This is simply awesome, but I see one possible issue -- the need to have proper environment variables defined for a particular board or device, to make the buttons work as expected. Obviously, those environment variables can be absent or can become missing for numerous reasons.
Is CFG_EXTRA_ENV_SETTINGS not persistent enough?
IMHO no. Because a user might accidentially mess up the environment variables.
I think that we should have an additional mechanism in place that defines the buttons and the associated commands even if no environment variables are found. Like a set of fallback defaults for a particular board or device, built into the U-Boot image. For example, Rockchip boards have those defaults pretty well defined.
A programmatic API for register button/cmd mapping from board_late_init() (for example) sounds sensible to me.
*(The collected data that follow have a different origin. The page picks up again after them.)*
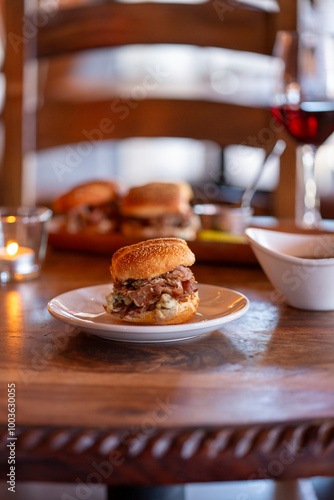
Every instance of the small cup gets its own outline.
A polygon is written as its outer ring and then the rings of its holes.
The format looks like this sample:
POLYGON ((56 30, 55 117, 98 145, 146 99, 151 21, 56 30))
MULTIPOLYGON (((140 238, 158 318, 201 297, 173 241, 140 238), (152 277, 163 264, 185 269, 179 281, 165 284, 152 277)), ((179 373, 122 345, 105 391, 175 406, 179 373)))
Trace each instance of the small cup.
POLYGON ((252 208, 215 203, 195 205, 194 211, 200 216, 203 229, 227 231, 236 235, 243 235, 254 213, 252 208))
POLYGON ((39 276, 52 211, 45 207, 0 207, 0 282, 39 276))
I don't know if it has to be that complex, or if it will be enough to just have some compile-time constants like CONFIG_BUTTON_CMD_N.
Is this really an issue that invalidates the implementation proposed here though? It feels much more like a nice-to-have addition that maybe we could leave out for now?
Agreed. Looks like one can add it to get_button_cmd() later.
It also has a MUCH wider scope imo - should board override env or vice versa? What about triggering default AND custom actions for one button press? What if a board wants to register a callback function instead of running a command?) - these are questions I don't want to answer with this patch.
One use case I have is restoring the default environment *in any case*; regardless what the state of the board is. In this case, the environment must not override the button settings. This can be a compiled-in command, which always takes precedence.
If you want to be able to overwrite a button command, then I guess you can already do that with the environment setting. Provide sane defaults via CFG_EXTRA_ENV_SETTINGS and a user can then overwrite it.
In summary, the registered (compiled-in) command should always take precedence. If one wants to supply a default command which can be changed later, that can go via the (compiled-in) default environment.